<リード>
大気中のイオン濃度を測り地震の予知を研究している特定非営利活動法人(NPO法人)大気イオン地震予測研究会e-PISCO(事務局・大阪市西区、理事長・弘原海清大阪市立大学名誉教授)が、新潟県中越沖地震の発生前に厚木市など関東・東海の3カ所で、通常の十数倍から約100倍のイオン濃度の上昇を観測していたことが分かった。同会は「いずれも中越沖地震の前兆だったと考えている」と話している。 (原
隆介)
<本記>
地震発生や噴火前には地下の岩盤が破壊されてラドンガスが放出されることから大気中のイオン濃度が上昇すると推定されている。平常時の大気中イオンは空気1cc当たり数百個から1000個程度だが3000個を超えると異常とされる。
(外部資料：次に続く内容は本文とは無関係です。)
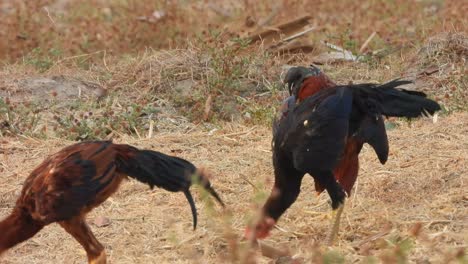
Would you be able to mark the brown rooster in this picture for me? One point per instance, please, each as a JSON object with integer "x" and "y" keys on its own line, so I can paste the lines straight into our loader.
{"x": 320, "y": 131}
{"x": 70, "y": 183}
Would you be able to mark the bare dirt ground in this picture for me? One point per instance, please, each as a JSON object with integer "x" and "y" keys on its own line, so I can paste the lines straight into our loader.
{"x": 423, "y": 183}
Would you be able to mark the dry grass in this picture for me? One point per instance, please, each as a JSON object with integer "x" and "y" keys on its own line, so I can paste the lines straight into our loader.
{"x": 164, "y": 70}
{"x": 424, "y": 182}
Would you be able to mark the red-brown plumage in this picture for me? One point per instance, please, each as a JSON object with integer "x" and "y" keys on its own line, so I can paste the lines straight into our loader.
{"x": 313, "y": 84}
{"x": 347, "y": 170}
{"x": 322, "y": 133}
{"x": 70, "y": 183}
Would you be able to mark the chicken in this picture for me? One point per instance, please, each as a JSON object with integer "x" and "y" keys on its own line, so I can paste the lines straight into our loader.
{"x": 320, "y": 131}
{"x": 78, "y": 178}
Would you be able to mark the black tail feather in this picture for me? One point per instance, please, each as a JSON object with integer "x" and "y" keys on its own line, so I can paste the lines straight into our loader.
{"x": 168, "y": 172}
{"x": 399, "y": 102}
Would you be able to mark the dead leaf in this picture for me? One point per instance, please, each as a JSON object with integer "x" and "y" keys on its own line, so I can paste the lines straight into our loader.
{"x": 101, "y": 221}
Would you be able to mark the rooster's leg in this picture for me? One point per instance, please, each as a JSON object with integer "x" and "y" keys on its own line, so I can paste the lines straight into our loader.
{"x": 337, "y": 195}
{"x": 78, "y": 228}
{"x": 335, "y": 224}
同会は1997年からイオン濃度を測定する研究を始め、現在は全国11カ所に大気イオン濃度測定器を配置している。
地震発生11日前の7月5日午前1時半ごろ、震源から約160キロ離れた長野県松本市で、異常前1週間の平均と比べて約26倍の1万9575個を観測。5日前の11日午後8時半ごろには、約270キロ離れた静岡県沼津市で約100倍の約7万3000個を記録した。さらに地震発生の20時間前には、約240キロ離れた厚木市下荻野の神奈川工科大学内にある矢田直之准教授の研究室に設置されている測定器で、約12倍の約9800個を記録した。
同会は松本、沼津市のイオン濃度異常について、会員に電子メールで連絡して注意喚起をしたが、地震が起きる場所については特定していなかった。現状の測定器数では、場所の特定は難しいという。同会は「今後、測定器の設置を100カ所を目標にしており、実現すれば場所の予測もできるようになるのではないか」としている。